Posted on : 2012-06-26 15:06 KST Modified on : 2012-06-26 15:06 KST
Large number of illegals change their identities in China, then reenter South Korea

By Hwang Chun-hwa, staff reporter
More than 100 Chinese Koreans (Joseonjok) who had been banned from Korea after committing crimes were recently caught reentering the country using fake documents.
The Foreign Crime Investigation Unit of the Seoul Central District Prosecutors’ office announced on June 24 that they indicted 130 illegal immigrants, 11 of whom were taken into custody.
Prosecutors have reviewed 94,000 Chinese Koreans who entered Korea and finished the registration process of foreigners from January to September of 2007, with photo contrast with 800 Chinese criminals who deported from Korea for felony and murder from 2003 to last year.
Once back in China, many ethnic Koreans take advantage of the fact that China’s immigration system is not thoroughly computerized. They purchased fake identification through brokers at a cost of 4-5 million (US$3,400-4,300). Those ID cards were then used to acquire new passports and visas. Some made it as far as gaining South Korean citizenship. Since the system of fingerprint scanning for foreigners was abolished in Korea in 2003, it has been harder for immigration officials to identify illegal immigrants.
Some of those recently caught were criminals who had been deported from Korea for committing severe crimes including murder, drug trafficking, and sexual assault. For example, Lee, 63, was sentenced to two years and six months with three years of probation after she imprisoned her ex-husband and attempted to extort him for money. She reentered Korea in 2007 and had been working as a nanny in Seoul’s Gangnam district, after receiving a new ID card.
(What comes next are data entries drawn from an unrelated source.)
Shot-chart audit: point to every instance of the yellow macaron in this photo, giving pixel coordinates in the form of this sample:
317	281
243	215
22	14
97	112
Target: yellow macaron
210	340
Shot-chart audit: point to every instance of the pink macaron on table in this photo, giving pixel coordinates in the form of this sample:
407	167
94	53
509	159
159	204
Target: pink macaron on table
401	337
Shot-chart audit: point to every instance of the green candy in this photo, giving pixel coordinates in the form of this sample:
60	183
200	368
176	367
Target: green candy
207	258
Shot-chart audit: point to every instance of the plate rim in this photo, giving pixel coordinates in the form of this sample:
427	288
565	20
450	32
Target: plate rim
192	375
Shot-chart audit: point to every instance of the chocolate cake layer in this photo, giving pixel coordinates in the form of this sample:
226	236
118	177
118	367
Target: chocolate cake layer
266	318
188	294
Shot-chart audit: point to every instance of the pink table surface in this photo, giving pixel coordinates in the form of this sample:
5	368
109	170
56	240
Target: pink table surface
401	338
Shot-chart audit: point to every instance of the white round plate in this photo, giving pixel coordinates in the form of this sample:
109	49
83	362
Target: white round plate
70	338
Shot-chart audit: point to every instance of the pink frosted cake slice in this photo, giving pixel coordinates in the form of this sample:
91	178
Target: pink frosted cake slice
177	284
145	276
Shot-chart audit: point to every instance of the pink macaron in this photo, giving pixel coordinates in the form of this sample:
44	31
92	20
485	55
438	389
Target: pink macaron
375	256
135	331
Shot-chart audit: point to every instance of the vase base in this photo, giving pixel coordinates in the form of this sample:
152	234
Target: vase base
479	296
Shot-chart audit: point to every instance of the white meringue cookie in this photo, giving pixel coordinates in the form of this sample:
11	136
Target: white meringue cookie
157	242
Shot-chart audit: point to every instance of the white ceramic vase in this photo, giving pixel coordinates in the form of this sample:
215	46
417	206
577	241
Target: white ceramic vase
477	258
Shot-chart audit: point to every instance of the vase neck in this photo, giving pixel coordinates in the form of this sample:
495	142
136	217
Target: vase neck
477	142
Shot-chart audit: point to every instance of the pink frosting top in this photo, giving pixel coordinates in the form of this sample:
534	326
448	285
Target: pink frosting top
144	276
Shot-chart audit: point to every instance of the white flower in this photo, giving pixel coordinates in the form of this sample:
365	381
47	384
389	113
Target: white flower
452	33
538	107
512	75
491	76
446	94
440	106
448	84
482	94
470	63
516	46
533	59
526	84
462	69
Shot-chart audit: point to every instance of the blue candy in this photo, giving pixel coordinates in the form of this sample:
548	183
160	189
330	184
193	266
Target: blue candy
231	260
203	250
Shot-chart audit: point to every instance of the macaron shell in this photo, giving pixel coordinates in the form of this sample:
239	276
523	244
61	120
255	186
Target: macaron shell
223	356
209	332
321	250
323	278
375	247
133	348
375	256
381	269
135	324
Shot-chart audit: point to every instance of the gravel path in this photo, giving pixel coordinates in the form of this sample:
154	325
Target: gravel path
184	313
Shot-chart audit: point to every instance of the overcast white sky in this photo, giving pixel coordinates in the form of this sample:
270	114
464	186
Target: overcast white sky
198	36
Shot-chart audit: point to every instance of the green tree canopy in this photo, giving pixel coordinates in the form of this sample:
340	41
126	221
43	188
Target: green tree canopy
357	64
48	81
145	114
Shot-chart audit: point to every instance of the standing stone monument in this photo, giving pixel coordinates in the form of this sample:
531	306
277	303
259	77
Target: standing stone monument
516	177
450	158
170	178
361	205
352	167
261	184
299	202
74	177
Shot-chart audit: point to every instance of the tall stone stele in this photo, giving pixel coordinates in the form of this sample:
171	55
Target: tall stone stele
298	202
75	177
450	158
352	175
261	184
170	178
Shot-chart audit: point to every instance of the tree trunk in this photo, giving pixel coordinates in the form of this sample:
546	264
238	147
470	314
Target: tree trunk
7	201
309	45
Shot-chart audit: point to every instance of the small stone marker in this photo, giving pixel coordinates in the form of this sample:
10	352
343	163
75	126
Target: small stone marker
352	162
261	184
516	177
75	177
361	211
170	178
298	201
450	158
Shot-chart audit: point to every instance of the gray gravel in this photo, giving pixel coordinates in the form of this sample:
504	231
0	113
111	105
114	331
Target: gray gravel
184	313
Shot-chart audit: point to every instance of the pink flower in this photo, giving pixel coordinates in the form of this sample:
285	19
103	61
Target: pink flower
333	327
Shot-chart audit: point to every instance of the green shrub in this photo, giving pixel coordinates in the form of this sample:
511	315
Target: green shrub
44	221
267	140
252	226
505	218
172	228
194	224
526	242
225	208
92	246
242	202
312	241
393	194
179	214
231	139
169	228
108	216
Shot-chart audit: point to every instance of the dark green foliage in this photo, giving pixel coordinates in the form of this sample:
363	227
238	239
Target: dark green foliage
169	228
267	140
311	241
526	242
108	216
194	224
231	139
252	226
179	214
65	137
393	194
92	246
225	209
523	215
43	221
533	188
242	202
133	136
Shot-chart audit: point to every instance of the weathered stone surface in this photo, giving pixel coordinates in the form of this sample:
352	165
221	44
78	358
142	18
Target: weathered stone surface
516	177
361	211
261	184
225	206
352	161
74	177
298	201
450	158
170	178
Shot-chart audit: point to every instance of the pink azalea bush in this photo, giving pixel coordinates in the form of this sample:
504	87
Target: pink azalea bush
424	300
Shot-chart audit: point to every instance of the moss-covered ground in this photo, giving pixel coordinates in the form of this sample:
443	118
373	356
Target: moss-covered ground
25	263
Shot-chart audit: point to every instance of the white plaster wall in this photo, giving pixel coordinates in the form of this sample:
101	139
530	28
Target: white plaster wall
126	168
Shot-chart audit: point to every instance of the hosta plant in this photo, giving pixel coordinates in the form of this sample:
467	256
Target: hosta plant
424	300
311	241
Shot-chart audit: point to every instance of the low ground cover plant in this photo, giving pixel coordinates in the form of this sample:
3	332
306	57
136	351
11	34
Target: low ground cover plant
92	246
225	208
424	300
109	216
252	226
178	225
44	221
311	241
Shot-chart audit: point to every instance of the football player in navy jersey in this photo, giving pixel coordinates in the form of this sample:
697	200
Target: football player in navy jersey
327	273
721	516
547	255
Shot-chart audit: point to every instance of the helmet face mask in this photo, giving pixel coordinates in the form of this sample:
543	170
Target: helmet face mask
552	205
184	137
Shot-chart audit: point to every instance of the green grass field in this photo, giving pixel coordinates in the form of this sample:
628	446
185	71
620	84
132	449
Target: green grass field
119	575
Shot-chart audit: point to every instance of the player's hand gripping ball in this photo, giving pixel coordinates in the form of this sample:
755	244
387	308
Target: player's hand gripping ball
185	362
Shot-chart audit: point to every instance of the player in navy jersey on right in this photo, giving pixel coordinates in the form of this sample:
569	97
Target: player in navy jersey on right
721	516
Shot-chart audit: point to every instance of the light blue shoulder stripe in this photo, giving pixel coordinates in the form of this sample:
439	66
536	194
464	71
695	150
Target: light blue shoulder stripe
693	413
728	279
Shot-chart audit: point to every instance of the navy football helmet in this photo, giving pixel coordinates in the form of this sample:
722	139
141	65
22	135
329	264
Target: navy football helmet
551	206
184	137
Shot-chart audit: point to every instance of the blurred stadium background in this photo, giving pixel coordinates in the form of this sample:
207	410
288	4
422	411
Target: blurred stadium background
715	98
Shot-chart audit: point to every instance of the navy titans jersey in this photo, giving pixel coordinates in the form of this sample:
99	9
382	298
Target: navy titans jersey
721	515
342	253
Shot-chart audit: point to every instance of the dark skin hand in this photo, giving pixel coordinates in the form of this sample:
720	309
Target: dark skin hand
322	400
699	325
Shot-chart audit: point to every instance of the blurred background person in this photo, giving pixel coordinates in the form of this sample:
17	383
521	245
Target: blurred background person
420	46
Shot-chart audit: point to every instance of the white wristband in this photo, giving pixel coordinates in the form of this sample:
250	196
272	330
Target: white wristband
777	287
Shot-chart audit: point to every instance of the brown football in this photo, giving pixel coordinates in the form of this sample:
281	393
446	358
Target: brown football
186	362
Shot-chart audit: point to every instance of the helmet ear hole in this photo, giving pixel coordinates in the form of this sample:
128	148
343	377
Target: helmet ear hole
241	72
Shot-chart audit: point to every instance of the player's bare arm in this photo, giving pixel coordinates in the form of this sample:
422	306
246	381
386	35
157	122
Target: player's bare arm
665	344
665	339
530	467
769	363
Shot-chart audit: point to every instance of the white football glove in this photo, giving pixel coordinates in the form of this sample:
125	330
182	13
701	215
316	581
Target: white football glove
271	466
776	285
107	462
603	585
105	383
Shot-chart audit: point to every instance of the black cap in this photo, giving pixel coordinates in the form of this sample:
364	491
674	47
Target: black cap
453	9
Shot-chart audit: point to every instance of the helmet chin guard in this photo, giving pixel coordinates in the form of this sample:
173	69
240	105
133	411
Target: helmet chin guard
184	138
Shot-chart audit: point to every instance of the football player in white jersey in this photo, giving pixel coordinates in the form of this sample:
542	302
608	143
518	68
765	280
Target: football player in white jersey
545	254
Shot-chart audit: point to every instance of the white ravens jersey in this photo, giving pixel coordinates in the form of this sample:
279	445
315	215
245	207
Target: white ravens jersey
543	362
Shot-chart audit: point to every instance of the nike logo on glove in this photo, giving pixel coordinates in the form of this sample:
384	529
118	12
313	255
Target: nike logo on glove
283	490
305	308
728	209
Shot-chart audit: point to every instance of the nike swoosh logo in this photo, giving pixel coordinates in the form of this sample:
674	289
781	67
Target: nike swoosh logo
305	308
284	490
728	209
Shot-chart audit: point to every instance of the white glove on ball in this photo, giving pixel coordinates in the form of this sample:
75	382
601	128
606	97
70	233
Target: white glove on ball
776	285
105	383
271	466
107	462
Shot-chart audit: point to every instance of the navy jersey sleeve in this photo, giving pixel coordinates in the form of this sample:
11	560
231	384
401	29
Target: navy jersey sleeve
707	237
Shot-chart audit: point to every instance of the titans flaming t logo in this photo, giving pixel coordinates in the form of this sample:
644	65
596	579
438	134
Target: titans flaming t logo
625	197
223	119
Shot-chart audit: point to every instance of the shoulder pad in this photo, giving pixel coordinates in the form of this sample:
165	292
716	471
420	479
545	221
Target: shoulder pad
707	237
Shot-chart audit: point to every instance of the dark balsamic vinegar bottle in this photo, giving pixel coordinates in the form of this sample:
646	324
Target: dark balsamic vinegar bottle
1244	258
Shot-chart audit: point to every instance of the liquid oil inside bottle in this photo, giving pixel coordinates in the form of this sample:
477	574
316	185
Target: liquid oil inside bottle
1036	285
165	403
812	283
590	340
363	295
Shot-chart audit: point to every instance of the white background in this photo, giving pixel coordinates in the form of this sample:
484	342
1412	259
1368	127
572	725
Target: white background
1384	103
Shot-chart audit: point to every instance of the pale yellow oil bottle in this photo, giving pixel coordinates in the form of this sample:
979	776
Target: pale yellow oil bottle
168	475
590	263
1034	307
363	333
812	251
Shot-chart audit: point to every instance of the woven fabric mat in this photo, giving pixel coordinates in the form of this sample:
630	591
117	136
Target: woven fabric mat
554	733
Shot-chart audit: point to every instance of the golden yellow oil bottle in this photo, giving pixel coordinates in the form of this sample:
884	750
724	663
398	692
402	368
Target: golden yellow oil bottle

Moreover, another Lee, who had been sentenced to two years and six months for selling methamphetamine and deported, re-entered Korea in 2009 and tried to get a Korean identification card while working in a factory.
Others had changed their identities as many as four times, or reentered the country with their families.
An official in the prosecutors’ office said, “If we reviewed the statuses of all the 1.4 mil. foreigners who reside in Korea, the number of the illegals would be over 1,000.”